1. ## Optimization Problem

6. The base of a rectangle lies along the x axis, and the upper two vertices are on the curve defined by y = kx - x^2. Determine the dimensions of the rectangle with the maximum area.

I started off with setting up the formula $\displaystyle A = 2lw = 2xy$ and the constraint $\displaystyle y = kx - x^2$. After subbing $\displaystyle y = kx - x^2$ into $\displaystyle A$, I found the derivative of $\displaystyle A$ and solved for $\displaystyle x$, which turned out to be $\displaystyle 2/3k$. I then subbed $\displaystyle x$ into $\displaystyle y = kx - x^2$, which gave me a $\displaystyle y$ value of $\displaystyle 2k^2/9$, and subsequently I found the maximum area to be $\displaystyle 8k^3/27$.

The problem is that after I double checked my diagram, I found that it was inconsistent with the actual equation. Namely, it did not account for the fact that when x = 0, y = 0, and thus it had a large gap in the center.

So my question is this: Did I set up my equations correctly? Is my parabola supposed to look something like http://jwilson.coe.uga.edu/emt668/EM...s/image007.jpg or something like http://xsquared.wikispaces.com/file/...l_parabola.jpg (but moved to the right a bit more)?

2. Originally Posted by RogueDemon
6. The base of a rectangle lies along the x axis, and the upper two vertices are on the curve defined by y = kx - x^2. Determine the dimensions of the rectangle with the maximum area.

I started off with setting up the formula $\displaystyle A = 2lw = 2xy$ and the constraint $\displaystyle y = kx - x^2$. After subbing $\displaystyle y = kx - x^2$ into $\displaystyle A$, I found the derivative of $\displaystyle A$ and solved for $\displaystyle x$, which turned out to be $\displaystyle 2/3k$. I then subbed $\displaystyle x$ into $\displaystyle y = kx - x^2$, which gave me a $\displaystyle y$ value of $\displaystyle 2k^2/9$, and subsequently I found the maximum area to be $\displaystyle 8k^3/27$.

The problem is that after I double checked my diagram, I found that it was inconsistent with the actual equation. Namely, it did not account for the fact that when x = 0, y = 0, and thus it had a large gap in the center.

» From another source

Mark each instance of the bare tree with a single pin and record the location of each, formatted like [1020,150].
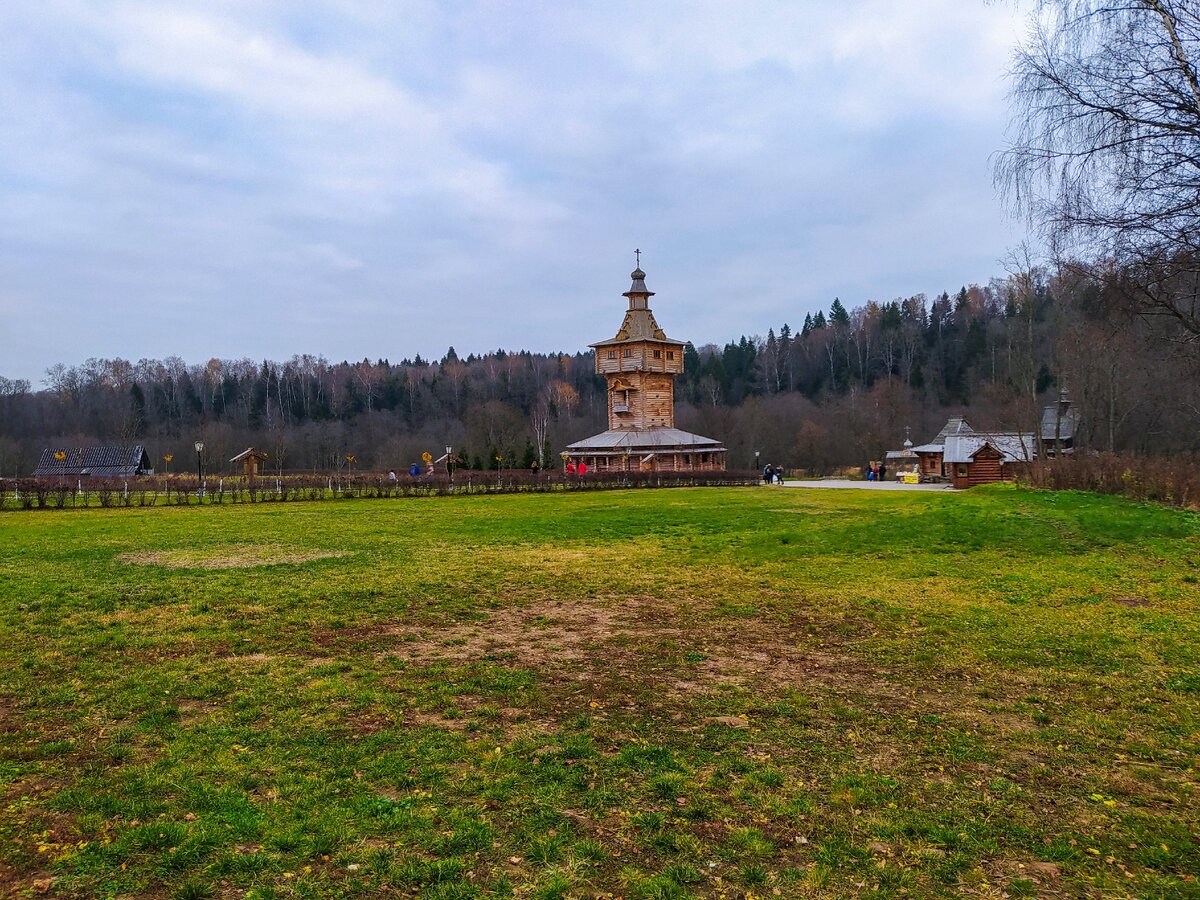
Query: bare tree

So my question is this: Did I set up my equations correctly? Is my parabola supposed to look something like http://jwilson.coe.uga.edu/emt668/EM...s/image007.jpg or something like http://xsquared.wikispaces.com/file/...l_parabola.jpg (but moved to the right a bit more)?
w/o loss of generality, let $\displaystyle k > 0$

$\displaystyle y = kx - x^2$ is a parabola that opens downward w/ x-intercepts at $\displaystyle x = 0$ and $\displaystyle x = k$

base of inscribed rectangle = $\displaystyle k - 2x$ , $\displaystyle 0 < x < \dfrac{k}{2}$

height of inscribed rectangle = $\displaystyle kx - x^2$

$\displaystyle A = (k-2x)(kx-x^2)$

$\displaystyle A = 2x^3 - 3kx^2 + k^2 x$

$\displaystyle \dfrac{dA}{dx} = 6x^2 - 6kx + k^2 = 0$

$\displaystyle x = \dfrac{k(3 - \sqrt{3})}{6}$

max area = $\displaystyle \dfrac{k^3 \sqrt{3}}{18}$

3. Exactly what I needed! Thanks.